4. Summary of Results
– Germany was relegated to twenty-first place in reading competency. “Performance in most German federal states lies clearly below the OECD average.” State-to-state variations in student performance, which are quite striking in international comparison, can be viewed, among other things, as evidence of insufficient broad-based student support and of inadequate support for students in the lower score ranges. Despite the fact that fewer students from other countries have to repeat grades, almost every other participating country seems to have done a better job at bringing all students in a given age group up to a comparable skill level.
– Bavaria was the only German federal state that made it into the top third of the international rankings. Among German fifteen-year-olds, only those in Baden-Württemberg and Saxony scored high enough to match the average performance of students from the other OECD countries.
– In hardly any other participating country was the discrepancy between the best and the worst readers as great as it was in Germany’s federal states. Students in Finland, Japan, and Canada have a high level of reading competency, and they are homogenous [meaning that there is less variation between the best and the worst readers].

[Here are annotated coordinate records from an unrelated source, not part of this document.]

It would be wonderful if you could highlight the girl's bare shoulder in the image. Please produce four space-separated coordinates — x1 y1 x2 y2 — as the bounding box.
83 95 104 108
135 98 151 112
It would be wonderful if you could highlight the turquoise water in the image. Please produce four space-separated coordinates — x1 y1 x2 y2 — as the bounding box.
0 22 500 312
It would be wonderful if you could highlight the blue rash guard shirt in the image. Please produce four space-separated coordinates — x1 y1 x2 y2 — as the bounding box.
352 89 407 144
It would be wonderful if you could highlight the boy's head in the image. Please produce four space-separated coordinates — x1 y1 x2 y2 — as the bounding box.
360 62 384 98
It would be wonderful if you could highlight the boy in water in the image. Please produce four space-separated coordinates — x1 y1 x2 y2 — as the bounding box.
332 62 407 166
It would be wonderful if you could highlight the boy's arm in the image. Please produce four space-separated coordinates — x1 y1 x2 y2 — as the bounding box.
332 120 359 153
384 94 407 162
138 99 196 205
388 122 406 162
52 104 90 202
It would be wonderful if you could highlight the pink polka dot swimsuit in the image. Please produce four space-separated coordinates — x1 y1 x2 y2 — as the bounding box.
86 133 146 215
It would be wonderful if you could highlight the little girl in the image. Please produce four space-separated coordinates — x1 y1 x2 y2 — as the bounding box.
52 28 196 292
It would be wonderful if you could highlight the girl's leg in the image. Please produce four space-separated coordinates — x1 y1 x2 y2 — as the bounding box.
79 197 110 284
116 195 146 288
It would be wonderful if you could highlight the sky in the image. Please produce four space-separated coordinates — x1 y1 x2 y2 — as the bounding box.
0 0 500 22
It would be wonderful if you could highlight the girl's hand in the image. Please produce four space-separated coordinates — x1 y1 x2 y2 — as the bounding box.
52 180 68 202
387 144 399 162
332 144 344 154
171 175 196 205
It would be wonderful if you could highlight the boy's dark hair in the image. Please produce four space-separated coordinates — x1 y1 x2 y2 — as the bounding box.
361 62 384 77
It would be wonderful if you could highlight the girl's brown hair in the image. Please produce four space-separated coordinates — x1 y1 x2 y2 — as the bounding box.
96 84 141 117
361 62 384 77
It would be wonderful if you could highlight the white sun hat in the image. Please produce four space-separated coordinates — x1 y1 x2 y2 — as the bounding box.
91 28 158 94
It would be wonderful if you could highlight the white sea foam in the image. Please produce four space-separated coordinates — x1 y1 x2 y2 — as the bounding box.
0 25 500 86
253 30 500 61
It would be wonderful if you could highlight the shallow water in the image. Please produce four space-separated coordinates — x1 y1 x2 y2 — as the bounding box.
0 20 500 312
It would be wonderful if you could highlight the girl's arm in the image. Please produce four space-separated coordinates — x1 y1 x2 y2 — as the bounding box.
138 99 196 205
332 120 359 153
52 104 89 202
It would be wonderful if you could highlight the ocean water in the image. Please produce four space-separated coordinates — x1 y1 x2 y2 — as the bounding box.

– At-risk students: the percentage of at-risk students (at or below Proficiency Level I) is high in all German federal states, also in relation to the OECD average.
– Pleasure reading: an average of 42 percent of German high school students reported that they do not read for pleasure. This number was very high in international comparison; the “Land of Poets and Philosophers” is thus the sad frontrunner when it comes to not reading for pleasure. Students who are not motivated to read have a harder time acquiring competence than their book-loving peers.
– Effects of social background: the relationship between social background and competence acquisition is particularly pronounced in Germany. In none of the other thirty-two PISA countries was the difference in reading skills between adolescents from higher and lower social strata (children from educationally disadvantaged families or those with immigrant backgrounds) as great as in Germany. “Other countries succeed far better – despite similar population structures – in limiting the influence of social background and in reaching a higher overall proficiency level.”
– A lack of successful integration: in all federal states with a relatively high percentage of foreign nationals – that is, the old federal states – performance by non-German students was considerably lower, especially in reading, but also in mathematics and the natural sciences.
– School attendance of children from immigrant families: this poses an additional problem. Although more than 70 percent of schoolchildren whose parents were not born in Germany have attended educational institutions in Germany from nursery school on, it has been shown that their distribution among the different kinds of schools is clearly worse than that of their classmates whose parents were born in Germany. A high degree of urbanization inevitably leads to a proliferation of social problems in poor areas with weak infrastructures, so that local schools, which can only offer students limited options for social integration and individual support, face great burdens or are even overwhelmed at times. Therefore, schools in socially disadvantaged areas should have more teachers in order to be able to implement the necessary support programs.